Hello! This is somewhat of a followup question from before. I have some structs using StaticArrays for performance reasons, which has been working great until now. It seems that as long as I am broadcasting ( ‘.=’ ) an array to the field, everything seems fine. But when I want to change the value of ‘s’ (a Float64), I run into an error, which I’ve listed below the example code.
using StaticArrays
struct Particle
pos::MVector{3,Float64}
s::Float64
end
P = Particle(MVector(0., 0., 0.), 1.)
P.pos .= [1.,1.,1.] # runs (even with Array not S.A.)
P.s .= 2. # copyto! syntax error
What would you suggest as the most performant way to proceed? I am thinking of either redefining the struct as mutable, or storing each field in a static array. The first should be easier to implement, but I am worried about performance “gotchas”.
I just played around two different solutions, shown below with benchmarks for future reference.
module S
N=30_000_000
using StaticArrays, Random
mutable struct MParticle
pos::SVector{3,Float64}
s::Float64
end
struct SParticle
pos::MVector{3,Float64}
s::MVector{1,Float64}
end
PM = MParticle(SVector(0., 0., 0.), 1.)
PS = SParticle(MVector(0., 0., 0.), MVector(1.))
# Benchmark
@time for i in 1:N
PM.pos = SVector(rand(),rand(),rand())
PM.s = rand()
end
@time for i in 1:N
PS.pos .= MVector(rand(),rand(),rand())
PS.s .= MVector(rand())
end
# module end
end
julia> include("structTest.jl")
4.830332 seconds (270.00 M allocations: 5.812 GiB, 11.33% gc time, 0.17% compilation time)
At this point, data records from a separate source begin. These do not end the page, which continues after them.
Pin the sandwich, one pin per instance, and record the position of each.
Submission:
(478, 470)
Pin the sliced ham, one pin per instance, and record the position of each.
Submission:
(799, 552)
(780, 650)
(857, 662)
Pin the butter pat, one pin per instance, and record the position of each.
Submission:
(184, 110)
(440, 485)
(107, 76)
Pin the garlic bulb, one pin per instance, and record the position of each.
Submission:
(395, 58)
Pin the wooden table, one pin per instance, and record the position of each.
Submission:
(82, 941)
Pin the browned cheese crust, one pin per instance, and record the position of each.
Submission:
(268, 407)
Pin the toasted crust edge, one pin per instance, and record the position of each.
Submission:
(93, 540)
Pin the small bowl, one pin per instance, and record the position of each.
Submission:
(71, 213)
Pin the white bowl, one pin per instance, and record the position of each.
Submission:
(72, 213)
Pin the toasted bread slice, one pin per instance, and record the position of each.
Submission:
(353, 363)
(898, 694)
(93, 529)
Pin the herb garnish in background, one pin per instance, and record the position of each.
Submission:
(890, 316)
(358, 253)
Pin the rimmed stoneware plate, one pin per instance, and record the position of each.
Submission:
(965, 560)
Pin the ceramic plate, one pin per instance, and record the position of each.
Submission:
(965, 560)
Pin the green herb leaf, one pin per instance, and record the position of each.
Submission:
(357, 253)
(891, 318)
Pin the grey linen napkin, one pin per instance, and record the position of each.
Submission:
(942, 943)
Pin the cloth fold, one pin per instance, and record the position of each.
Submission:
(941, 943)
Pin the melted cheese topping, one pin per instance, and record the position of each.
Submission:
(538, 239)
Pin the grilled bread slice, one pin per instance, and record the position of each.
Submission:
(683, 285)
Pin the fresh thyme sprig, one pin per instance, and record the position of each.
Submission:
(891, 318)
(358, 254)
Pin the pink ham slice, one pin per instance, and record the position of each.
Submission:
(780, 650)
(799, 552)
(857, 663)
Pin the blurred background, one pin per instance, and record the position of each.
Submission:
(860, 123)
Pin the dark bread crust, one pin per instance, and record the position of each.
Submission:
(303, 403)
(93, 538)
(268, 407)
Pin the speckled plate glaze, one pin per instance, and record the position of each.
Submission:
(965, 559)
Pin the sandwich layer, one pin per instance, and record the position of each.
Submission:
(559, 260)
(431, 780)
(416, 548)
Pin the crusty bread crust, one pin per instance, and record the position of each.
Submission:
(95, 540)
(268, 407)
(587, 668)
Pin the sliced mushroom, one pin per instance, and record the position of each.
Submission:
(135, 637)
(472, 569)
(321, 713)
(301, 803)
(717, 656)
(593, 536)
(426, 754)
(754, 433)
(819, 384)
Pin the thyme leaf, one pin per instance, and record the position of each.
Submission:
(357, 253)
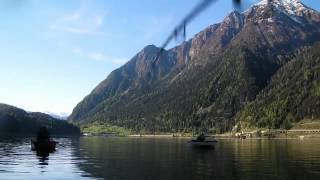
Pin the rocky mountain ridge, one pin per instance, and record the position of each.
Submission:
(206, 81)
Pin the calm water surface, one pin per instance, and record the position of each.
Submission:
(161, 158)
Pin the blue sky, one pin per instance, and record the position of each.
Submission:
(54, 52)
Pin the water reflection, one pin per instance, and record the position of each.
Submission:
(152, 158)
(147, 158)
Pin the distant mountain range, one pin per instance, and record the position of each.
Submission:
(61, 116)
(17, 121)
(259, 67)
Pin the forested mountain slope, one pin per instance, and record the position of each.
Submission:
(17, 121)
(204, 82)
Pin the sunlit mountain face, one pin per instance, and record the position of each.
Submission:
(213, 79)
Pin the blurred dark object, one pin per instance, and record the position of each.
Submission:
(43, 142)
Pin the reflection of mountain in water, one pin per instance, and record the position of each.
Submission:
(143, 158)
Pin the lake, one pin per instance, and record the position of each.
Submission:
(161, 158)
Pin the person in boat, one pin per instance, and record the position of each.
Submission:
(201, 137)
(43, 135)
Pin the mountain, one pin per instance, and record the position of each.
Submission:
(206, 81)
(17, 121)
(60, 116)
(293, 94)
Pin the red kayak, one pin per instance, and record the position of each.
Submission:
(43, 146)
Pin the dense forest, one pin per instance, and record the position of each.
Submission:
(292, 95)
(239, 70)
(17, 121)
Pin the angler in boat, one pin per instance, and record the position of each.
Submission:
(43, 142)
(201, 142)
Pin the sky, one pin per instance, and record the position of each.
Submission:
(54, 52)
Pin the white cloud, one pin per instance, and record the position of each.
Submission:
(98, 56)
(102, 57)
(83, 21)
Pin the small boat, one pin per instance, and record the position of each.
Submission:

4.781887 seconds (270.00 M allocations: 5.812 GiB, 11.59% gc time, 0.04% compilation time)
Main.S
I am surprised that both methods seem equally performant for sufficiently large N, although I noticed SParticle had consistently lower % compilation time.
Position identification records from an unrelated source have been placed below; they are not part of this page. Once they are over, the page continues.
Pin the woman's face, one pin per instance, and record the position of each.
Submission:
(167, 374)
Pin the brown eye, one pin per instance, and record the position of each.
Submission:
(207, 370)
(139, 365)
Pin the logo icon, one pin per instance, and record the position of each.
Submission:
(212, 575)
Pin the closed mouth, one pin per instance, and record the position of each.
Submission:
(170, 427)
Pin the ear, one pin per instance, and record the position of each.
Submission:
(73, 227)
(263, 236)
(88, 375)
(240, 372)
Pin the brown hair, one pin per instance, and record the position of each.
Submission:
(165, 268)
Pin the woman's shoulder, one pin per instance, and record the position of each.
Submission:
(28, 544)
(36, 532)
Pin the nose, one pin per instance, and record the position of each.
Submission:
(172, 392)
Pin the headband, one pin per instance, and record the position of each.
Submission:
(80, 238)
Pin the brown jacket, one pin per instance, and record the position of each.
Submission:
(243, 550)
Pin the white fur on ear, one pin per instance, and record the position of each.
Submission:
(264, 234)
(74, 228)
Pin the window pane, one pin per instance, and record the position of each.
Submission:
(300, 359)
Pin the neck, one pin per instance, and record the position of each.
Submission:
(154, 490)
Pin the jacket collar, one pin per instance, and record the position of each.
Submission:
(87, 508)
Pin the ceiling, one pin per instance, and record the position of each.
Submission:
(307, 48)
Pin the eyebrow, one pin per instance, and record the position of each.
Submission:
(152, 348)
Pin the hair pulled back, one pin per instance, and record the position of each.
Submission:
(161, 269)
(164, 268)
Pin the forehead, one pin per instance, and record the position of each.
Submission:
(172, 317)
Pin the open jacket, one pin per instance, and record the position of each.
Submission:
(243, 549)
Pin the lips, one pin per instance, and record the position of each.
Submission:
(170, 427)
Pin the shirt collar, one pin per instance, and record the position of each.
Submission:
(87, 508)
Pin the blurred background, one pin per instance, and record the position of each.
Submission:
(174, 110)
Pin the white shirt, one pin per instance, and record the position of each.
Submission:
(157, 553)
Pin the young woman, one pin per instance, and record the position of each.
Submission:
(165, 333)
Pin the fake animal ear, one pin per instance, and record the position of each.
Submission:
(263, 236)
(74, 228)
The first structure definition seems cleaner, so I think I will moved forward in implementing the mutable struct with immutable fields.
Don’t benchmark in global scope. Put the thing you want to benchmark in a function and @benchmark that function (from BenchmarkTools.jl). Don’t use global variables during benchmarking (or for otherwise performance critical objects).
MParticle’s advantage is that it will require 1 allocation to construct, and is 1 contiguous block of memory, while SParticle requires 2 allocations to construct, and has 2 separate addresses.
Neither of these differences will be tested in a micro benchmark updating the same object in place.
function update1(PM, N)
@time for i in 1:N
PM.pos = SVector(rand(),rand(),rand())
PM.s = rand()
end
end
function update2(PS, N)
@time for i in 1:N
PS.pos .= MVector(rand(),rand(),rand())
PS.s .= MVector(rand())
end
end
update1(PM, N)
update2(PS, N)
Do you have further reading on this that you can recommend? I am interested for the sake of curiosity, and this behavior is also important to the performance of my simulation at large.